The horse whinnied in what Aurora took to be the affirmative; George
struggled to catch up.
“Did you say take a ride?” he asked.
“Sure did.” Aurora took a step back and then swung herself effortlessly onto the horse’s bare back.
“But this horse’s got no saddle,” George protested.
“It’s all right—I'll show you how to bounce.”
“You’ll show me . . . you’re saying you know how to drive this animal?”
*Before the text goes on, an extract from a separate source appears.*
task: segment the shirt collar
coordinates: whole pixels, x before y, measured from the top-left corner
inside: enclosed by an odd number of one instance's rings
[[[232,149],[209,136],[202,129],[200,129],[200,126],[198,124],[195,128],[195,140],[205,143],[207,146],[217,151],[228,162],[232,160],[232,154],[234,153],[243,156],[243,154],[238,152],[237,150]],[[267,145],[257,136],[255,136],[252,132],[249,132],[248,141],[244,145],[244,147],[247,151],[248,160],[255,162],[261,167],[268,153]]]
“Oh, come on, George,” said Aurora “I’m from
Wisconsin
,
for God’s sake.”
That seemed to settle things. She offered him a hand and he reached up to grab it, a few of the black mane-hairs still tangled between his fingers. As their palms contacted George felt a jolt, and like magic he was behind her on the horse, his arms locked around her waist
The ride that followed seemed to take both forever and no time at all. They ranged far, perhaps as far as the caslern reaches of the Cornell Plantations and back, and George discovered through the rhythm of the horse and the woman that bareback was not such a terrible deal at all. They seemed to flow through the night, caught up in an enchantment that bore them along on hooves of ivory . . . it was a pleasant journey. More is the pity, then, that George could never remember later—nor could Aurora—just when and where they finished their ride and turned the horse loose again.